My best friend's wife is a non-religious couples therapist, and she has her clients go through this book together. I got this a Valentine's gift for my boyfriend and I to work through, as we were getting pretty serious and started thinking about getting married. This was the best thing that every happened to me, relationship-wise. As we started to read through the book, we both realized how much we didn't know about each other and how much we vastly differed on our responses to the questions presented in this book. Ultimately, we couldn't get through the chapter on money, and our lack of compromise led to our break-up. I don't think this book is meant to make you end your relationship with someone, but it does make you think. It helped me get a frame of reference about building these thoughts in a the start of relationship and working through them slowly. I would say I'm in a much healthier relationship now and this book helped me create a better foundation at how I should be approaching a relationship and communicating with my partner.
G**L
100 Questions to Ask Before You Say I Do
I love this book!

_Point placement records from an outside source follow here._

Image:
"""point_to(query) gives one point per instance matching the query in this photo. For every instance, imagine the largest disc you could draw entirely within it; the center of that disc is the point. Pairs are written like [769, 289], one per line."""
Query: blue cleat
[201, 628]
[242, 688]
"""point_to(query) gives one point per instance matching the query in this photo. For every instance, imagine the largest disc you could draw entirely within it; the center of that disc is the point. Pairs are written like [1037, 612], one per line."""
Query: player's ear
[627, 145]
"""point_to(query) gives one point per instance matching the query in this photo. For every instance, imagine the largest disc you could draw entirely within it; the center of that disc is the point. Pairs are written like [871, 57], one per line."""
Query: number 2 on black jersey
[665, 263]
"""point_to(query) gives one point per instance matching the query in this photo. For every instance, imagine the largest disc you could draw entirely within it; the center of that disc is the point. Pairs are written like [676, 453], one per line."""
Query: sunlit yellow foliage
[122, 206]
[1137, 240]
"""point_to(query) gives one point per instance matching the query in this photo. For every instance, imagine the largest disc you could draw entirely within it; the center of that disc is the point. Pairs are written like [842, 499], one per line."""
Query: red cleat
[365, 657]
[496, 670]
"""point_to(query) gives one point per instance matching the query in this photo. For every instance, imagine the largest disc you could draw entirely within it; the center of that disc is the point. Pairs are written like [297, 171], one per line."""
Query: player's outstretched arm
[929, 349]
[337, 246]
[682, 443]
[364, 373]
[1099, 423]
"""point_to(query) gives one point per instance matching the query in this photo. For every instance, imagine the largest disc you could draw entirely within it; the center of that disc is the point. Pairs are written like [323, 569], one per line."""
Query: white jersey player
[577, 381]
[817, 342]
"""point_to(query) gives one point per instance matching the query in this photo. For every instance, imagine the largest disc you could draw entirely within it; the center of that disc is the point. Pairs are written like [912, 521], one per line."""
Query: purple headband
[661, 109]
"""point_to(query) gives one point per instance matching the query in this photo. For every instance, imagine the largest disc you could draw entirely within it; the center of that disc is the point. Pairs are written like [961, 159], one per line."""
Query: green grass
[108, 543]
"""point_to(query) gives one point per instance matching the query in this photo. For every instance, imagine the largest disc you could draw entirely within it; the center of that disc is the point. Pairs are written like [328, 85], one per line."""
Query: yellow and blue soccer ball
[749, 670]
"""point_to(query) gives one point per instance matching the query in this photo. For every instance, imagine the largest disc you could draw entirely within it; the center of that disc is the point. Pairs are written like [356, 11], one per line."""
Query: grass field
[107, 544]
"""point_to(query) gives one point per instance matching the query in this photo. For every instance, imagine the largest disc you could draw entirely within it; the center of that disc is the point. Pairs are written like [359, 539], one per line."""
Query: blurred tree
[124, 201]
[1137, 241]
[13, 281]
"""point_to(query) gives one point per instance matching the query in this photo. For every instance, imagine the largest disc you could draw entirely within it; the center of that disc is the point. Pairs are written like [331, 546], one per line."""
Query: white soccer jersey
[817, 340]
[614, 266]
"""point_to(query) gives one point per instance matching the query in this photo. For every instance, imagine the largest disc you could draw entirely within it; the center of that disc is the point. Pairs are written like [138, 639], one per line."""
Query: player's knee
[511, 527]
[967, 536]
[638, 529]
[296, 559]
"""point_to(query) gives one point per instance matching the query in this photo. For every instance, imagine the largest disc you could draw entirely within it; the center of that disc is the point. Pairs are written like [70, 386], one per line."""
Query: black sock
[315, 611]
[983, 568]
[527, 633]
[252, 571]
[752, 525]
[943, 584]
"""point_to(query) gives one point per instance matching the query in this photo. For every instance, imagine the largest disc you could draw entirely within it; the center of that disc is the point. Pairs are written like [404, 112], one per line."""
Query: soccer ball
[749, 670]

I have given it to at least 6 couples before their marriages (and they all still got married)... None of these questions were even thought about before I married, and the answers can be so important to the peace and happy-ness of couples and their future together. So many of the questions might be answered by 'hmmm...I never thought about that'. Why not ask them before the wedding, instead of being caught by surprise after...when one might be assuming the outcome, or thinking it would be like their parents' choices? I might not have married my husband had I read this book and discussed it with him before the wedding :-) But then, I would've missed out on 4 wonderful kids, who are now adults! Yes, I love this book...everything we know is something we know. Why leave something so life-changing as a lifelong partnership to chance? Makes for lots of thinking, sharing, and getting to know one another and one's own self better! How could that not be a good thing? Thanks for asking :-) Peace to you~Jaynie Allee
J**T
This is not a new book
The book was advertised as "new" but it clearly is used. It's not in bad condition but there is some minor marking inside and the cover is scuffed. The book was very inexpensive so the price was fair for a used paperback, but it should not have been listed as "new".